Variation of RNA-regulatory networks in evolution, human populations and in neuronal disorders

A second related direction of our lab is to evaluate the impact of mutations on RNA regulation in normal physiology or disease. Our study spans three contexts: comparison of different species (e.g. rodents and primates), different human populations, and patients affected by neurological diseases and normal controls. Such study is facilitated by our ability to determine protein-RNA interactions at a high resolution and distinction of functional vs. nonfunctional interactions. We will apply this strategy to parallel systems in different species that directly comparable, large transcriptome profiles of human populations generated by consortium efforts, and mutations identified by genomic sequencing compiled from the public domain and collaborators.
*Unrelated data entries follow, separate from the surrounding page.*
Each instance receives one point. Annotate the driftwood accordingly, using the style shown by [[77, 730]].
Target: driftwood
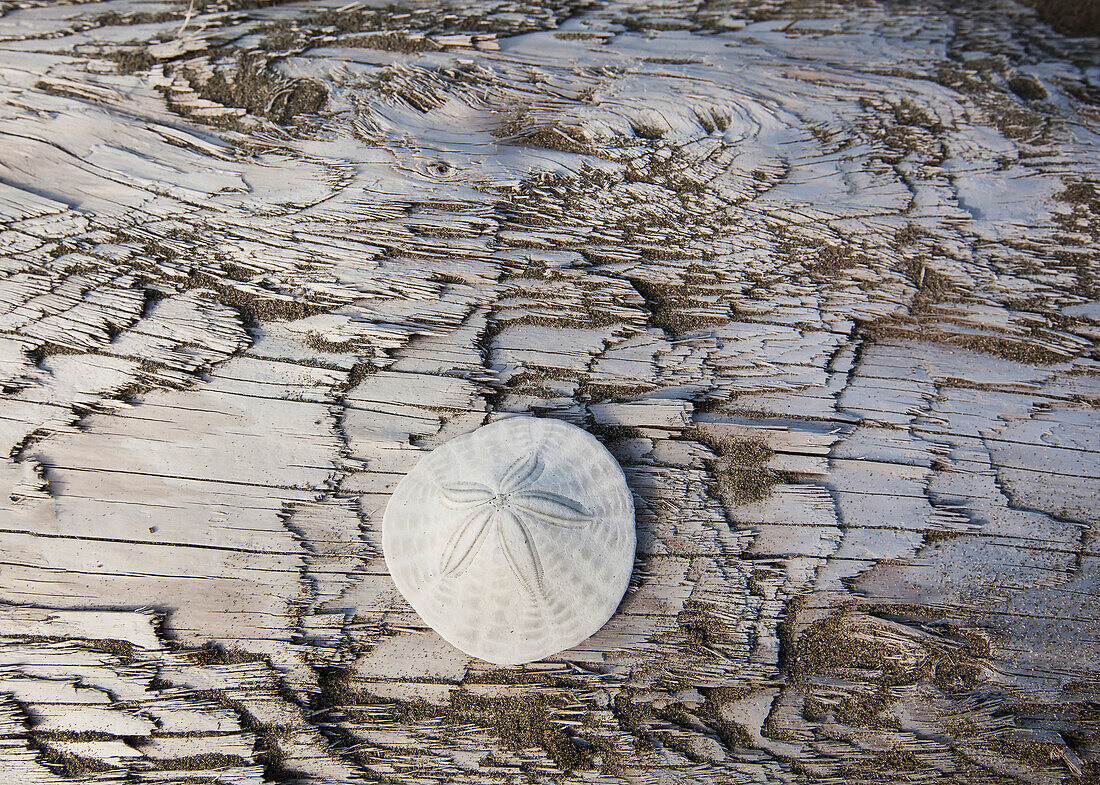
[[822, 276]]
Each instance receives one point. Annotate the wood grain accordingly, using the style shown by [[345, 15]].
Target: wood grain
[[822, 276]]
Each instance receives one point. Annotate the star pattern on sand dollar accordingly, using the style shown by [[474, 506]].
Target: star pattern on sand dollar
[[507, 511]]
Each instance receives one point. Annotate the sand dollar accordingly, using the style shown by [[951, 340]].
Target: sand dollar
[[514, 542]]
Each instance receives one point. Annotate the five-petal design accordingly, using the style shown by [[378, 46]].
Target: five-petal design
[[507, 511]]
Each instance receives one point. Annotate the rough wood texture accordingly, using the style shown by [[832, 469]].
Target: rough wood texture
[[823, 277]]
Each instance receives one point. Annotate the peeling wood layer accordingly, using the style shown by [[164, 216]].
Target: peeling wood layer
[[822, 276]]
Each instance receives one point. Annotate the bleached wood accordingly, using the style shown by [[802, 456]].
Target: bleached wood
[[822, 276]]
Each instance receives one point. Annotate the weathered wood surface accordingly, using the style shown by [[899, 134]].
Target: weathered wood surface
[[822, 276]]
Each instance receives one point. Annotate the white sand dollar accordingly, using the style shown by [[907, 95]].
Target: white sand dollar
[[515, 541]]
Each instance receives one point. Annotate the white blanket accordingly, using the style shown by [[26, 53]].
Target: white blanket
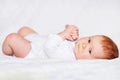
[[49, 16]]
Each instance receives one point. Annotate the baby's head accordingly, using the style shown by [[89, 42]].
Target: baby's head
[[96, 47]]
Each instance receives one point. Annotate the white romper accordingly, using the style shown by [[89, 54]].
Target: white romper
[[50, 46]]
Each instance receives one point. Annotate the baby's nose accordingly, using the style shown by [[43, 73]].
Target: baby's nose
[[84, 45]]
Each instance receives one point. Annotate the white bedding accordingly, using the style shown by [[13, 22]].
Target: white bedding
[[50, 16]]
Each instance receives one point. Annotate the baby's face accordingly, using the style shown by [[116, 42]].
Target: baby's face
[[89, 48]]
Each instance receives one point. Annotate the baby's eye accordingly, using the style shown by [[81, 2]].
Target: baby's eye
[[89, 40], [90, 51]]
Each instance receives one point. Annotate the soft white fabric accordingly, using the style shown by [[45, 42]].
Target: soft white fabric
[[50, 16], [51, 46]]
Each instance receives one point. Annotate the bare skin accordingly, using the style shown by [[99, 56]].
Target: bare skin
[[15, 44]]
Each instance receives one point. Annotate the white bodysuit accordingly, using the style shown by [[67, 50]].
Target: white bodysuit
[[50, 46]]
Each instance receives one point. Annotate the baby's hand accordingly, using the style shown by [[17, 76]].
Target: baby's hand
[[71, 33]]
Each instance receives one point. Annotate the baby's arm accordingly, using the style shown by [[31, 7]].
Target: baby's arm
[[71, 33]]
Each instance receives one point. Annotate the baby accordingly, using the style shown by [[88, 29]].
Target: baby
[[27, 43]]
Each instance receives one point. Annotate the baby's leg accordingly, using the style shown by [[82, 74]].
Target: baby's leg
[[24, 31], [16, 45]]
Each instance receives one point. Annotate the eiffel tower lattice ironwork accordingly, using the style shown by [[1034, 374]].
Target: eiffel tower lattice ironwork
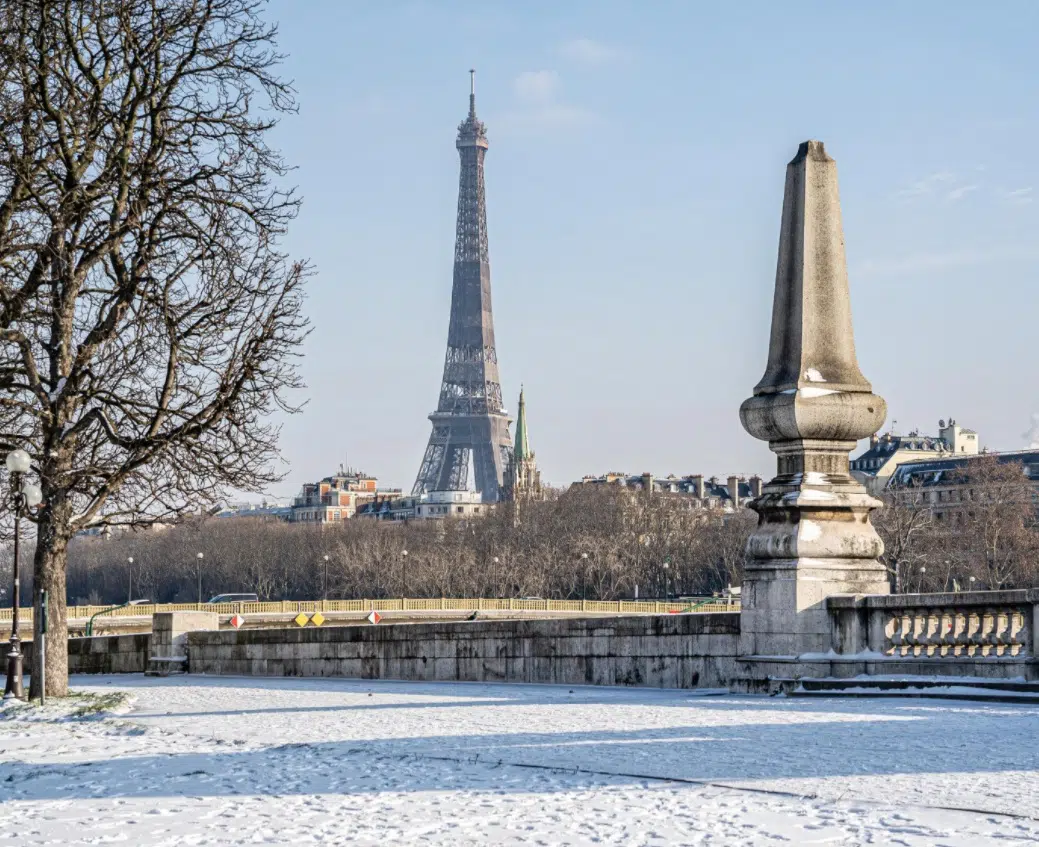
[[470, 420]]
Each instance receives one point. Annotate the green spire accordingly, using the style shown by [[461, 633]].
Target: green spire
[[522, 450]]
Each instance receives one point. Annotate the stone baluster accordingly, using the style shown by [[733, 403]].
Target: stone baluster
[[1019, 634], [900, 626], [975, 637], [947, 638], [814, 537], [1001, 632], [917, 636], [933, 641], [960, 633], [990, 638]]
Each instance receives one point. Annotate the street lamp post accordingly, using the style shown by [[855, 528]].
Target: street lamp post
[[584, 576], [403, 578], [24, 496], [198, 558]]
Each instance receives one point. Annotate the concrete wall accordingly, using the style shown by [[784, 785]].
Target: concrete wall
[[102, 654], [666, 651]]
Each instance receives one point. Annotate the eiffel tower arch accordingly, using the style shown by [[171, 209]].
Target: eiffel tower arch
[[470, 421]]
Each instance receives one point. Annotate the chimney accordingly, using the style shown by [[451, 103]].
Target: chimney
[[698, 485], [755, 485]]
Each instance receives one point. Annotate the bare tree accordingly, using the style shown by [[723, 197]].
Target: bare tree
[[992, 524], [149, 322], [908, 528]]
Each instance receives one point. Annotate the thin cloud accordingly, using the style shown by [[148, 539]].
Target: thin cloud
[[1019, 196], [587, 51], [960, 192], [928, 185], [539, 105], [1032, 437], [536, 87], [923, 262]]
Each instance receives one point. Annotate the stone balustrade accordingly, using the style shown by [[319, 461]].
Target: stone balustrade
[[965, 626]]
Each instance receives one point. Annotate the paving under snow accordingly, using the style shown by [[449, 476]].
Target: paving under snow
[[205, 761]]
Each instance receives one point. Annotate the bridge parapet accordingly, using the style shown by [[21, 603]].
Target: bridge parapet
[[965, 626]]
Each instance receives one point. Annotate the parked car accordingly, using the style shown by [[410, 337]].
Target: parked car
[[234, 599]]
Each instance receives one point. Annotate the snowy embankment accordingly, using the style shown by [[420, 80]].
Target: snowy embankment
[[242, 761]]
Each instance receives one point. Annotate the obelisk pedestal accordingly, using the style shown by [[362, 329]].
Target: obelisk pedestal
[[814, 536]]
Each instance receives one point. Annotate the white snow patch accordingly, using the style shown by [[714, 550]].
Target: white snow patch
[[808, 495], [809, 530], [237, 761], [811, 391]]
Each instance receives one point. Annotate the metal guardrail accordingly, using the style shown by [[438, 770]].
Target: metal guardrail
[[704, 605]]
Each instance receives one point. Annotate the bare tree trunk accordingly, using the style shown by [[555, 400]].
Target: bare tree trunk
[[49, 575]]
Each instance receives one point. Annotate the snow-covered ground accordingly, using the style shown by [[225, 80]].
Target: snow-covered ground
[[205, 761]]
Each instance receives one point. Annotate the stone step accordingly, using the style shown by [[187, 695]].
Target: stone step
[[917, 683], [163, 666], [926, 688]]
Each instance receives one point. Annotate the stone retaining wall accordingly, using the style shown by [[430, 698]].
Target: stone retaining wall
[[667, 651], [102, 654]]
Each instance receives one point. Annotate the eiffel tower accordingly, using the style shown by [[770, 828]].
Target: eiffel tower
[[470, 420]]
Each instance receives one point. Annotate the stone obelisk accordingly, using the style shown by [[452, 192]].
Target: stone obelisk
[[814, 537]]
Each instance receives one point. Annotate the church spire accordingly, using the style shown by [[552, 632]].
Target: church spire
[[522, 444]]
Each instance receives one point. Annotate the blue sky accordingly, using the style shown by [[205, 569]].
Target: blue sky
[[634, 191]]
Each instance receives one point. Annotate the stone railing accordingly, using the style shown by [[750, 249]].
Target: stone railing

• Weyn-Vanhentenryck,S.,M.*, Mele,A.*, Yan,Q.*, Sun,S., Farny,N., Zhang,Z., Xue,C., Herre,M., Silver,P.A., Zhang,M.Q., Krainer,A.R., Darnell,R.B. Zhang,C. † 2014. HITS-CLIP and integrative modeling define the Rbfox splicing-regulatory network linked to brain development and autism. Cell Rep In press.

High-throughput transcriptomic data analysis

Our work heavily relies on high-throughput technologies which produce enormous amount of data, and algorithms to transform these data into useful information. We are interested in developing better algorithms to process transcroptomic data, such as mapping RNA-Seq reads, discovering and quantifying RNA processing in specific conditions, and analyzing CLIP data to map protein-RNA interactions at a single nucleotide resolution.

• Moore, M.*, Zhang, C.*, Gantman, E.C., Mele, A., Darnell, J.C., Darnell, R.B. 2014. Mapping Argonaute and conventional RNA-binding protein interactions with RNA at single-nucleotide resolution using HITS-CLIP and CIMS analysis. Nat Protocols. 9:263-293. (Software)

• Wu,J., Anczukow,O., Krainer,A.R., Zhang,M.Q. †, Zhang,C. †, 2013. OLego: Fast and sensitive mapping of spliced mRNA-Seq reads using small seeds. Nucleic Acids Res. , In press. (Software)

• Zhang, C.†, Darnell, R.B.† 2011. Mapping in vivo protein-RNA interactions at single-nucleotide resolution from HITS-CLIP data. Nat Biotech, 29:607-614.